Selat tersebut, jalur air sempit yang memisahkan Iran dari negara-negara Teluk, menghubungkan Laut Arab dengan Samudra Hindia.
Selat ini merupakan jalur untuk sepertiga pasokan minyak dunia melalui laut, yang menyalurkan sekitar 21 juta barel setiap hari.
Pada titik tersempitnya, lebarnya 33 km (21 mil). Jalur pelayaran di jalur air tersebut bahkan lebih sempit, sehingga rentan terhadap serangan.
Konflik antara negara Zionis dan Iran telah menghidupkan kembali pertanyaan yang sudah ada selama puluhan tahun tentang apakah Teheran akan menutup jalur laut tersebut, yang memicu kenaikan harga minyak.
Mengutip anggota parlemen konservatif utama Esmail Kosari, kantor berita Iran IRINN melaporkan bahwa Teheran sedang mempertimbangkan untuk menutup selat tersebut karena konflik dengan negara Zionis semakin meningkat.
Menurut Goldman Sachs, skenario terburuk yang melibatkan blokade di Selat Hormuz dapat mendorong harga minyak di atas $100 per barel.
Namun, selama Perang Iran-Irak dari tahun 1980 hingga 1988, di mana kedua negara menargetkan kapal-kapal komersial di Teluk, Hormuz tidak pernah ditutup sepenuhnya.
Terlebih lagi, upaya untuk memblokir Selat Hormuz kemungkinan akan mengganggu ekspor Teheran sendiri, terutama ke Tiongkok, sehingga memotong pendapatan yang berharga.
Menurut Hamzeh Al Gaaod, seorang analis ekonomi di TS Lombard, sebuah firma riset strategi dan politik, “dampak penutupan selat itu akan sangat parah bagi Teheran sendiri.”
Apakah tingkat inflasi global terpengaruh?
Ketika harga minyak naik, biaya produksi juga ikut naik.

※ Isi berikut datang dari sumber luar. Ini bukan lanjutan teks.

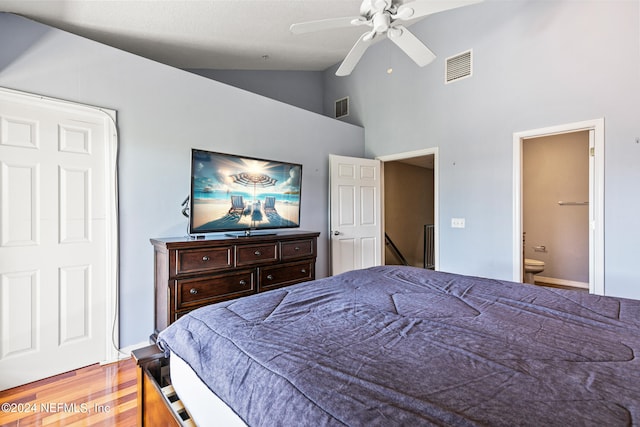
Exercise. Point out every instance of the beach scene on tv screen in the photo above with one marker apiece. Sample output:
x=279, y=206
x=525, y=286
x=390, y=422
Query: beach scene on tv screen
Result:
x=230, y=192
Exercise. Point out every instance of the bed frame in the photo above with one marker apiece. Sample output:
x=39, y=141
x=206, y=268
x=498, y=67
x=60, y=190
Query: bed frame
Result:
x=158, y=404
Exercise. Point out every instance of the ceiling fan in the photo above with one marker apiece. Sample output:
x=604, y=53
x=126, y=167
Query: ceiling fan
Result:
x=384, y=17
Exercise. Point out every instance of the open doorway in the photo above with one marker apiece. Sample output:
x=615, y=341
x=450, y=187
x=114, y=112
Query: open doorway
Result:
x=595, y=203
x=410, y=208
x=555, y=209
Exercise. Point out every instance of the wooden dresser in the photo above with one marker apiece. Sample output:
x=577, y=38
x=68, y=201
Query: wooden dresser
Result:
x=191, y=273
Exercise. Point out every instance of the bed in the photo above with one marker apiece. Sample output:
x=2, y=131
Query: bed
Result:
x=406, y=346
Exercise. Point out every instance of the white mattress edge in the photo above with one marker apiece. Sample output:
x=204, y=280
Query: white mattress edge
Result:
x=204, y=407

Hal ini akhirnya dibebankan kepada konsumen, terutama untuk barang-barang yang membutuhkan banyak energi seperti makanan, pakaian, dan bahan kimia.
Negara-negara pengimpor minyak di seluruh dunia dapat mengalami inflasi yang lebih tinggi dan pertumbuhan ekonomi yang lebih lambat jika konflik terus berlanjut.
Kedepannya, para analis memperingatkan bahwa bank sentral akan menghadapi fleksibilitas kebijakan yang berkurang dalam upaya mengendalikan kenaikan harga.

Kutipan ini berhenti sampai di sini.